If the pursuit of our dreams is deemed too impractical, it is because what we do is largely determined by chance. We have been taught that this is a meritocratic society. But all too often the media offers conclusive evidence of a contrary fact, that talents and intelligence don't necessarily ensure success. In Hong Kong, it is not surprising to see the wise are governed by the stupid and books are written, while lacking any grandeur, by those who are deprived of common sense. Small wonder our dreams are kept in the realm of fantasy.

However disappointing the reality may seem, are we not allowed the superstitious faith that one day we can savour our dreams? Are we forever condemned a chance to articulate the fabric of human mind so our life can take on a certain value? Are we to approach life from an evolutionary perspective that life is deemed meaningless?

But when we are young, what distinguishes us from other age groups is perhaps something called passion, a desire to put our imaginative vision into practice. Our thoughts are not confined within realism. Rather, we harbour a strong determination to be able to change what is. Of course, we are often reminded of the possibility of the attainment of our dreams after retirement. Unfortunately, this optimistic line of thought is easily interrupted when we look in the mirror and locate signs of imminent mortal disaster along the contours of our face, threatening to crumble up our skin texture. A marked quality of old age.

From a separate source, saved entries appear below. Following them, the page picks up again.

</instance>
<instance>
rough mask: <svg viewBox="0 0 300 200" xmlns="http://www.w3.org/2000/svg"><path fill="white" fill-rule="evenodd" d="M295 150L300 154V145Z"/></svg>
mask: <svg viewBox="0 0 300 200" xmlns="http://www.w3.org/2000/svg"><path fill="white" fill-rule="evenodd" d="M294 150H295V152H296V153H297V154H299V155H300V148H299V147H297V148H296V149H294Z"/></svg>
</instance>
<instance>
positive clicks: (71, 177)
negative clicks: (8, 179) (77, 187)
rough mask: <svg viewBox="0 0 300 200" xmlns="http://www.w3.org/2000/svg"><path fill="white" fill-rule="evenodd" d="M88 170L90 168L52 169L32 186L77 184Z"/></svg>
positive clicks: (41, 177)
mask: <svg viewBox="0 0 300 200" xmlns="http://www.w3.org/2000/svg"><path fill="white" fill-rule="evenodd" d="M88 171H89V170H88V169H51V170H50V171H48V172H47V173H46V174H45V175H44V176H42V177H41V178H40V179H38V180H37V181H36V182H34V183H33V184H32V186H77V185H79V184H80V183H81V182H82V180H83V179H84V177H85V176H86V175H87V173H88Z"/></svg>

Perhaps it is true that success depends on sheer luck. But rather than devote our entire strength to money chasing when we are young, isn't it more sensible to devote it to the pursuit of our dreams given the fact that we are all mortals? Money is relatively unimportant at an early age. We will not regret missing the chance to chase money because we can work ourselves to death for pecuniary reasons our whole life but we will regret not pursuing our dreams because it is only a privilege associated with youth. It does not sound very inspiring, but it is generally true. Moreover, the pursuit of dreams is more like a direction, not necessarily a place, and burns itself out with the attainment of its goal, hence gives meaning to our life.

Therefore, for those who graduate and read my article until this point, if you still don't retreat from your habitual job hunting, I shall have lived in vain.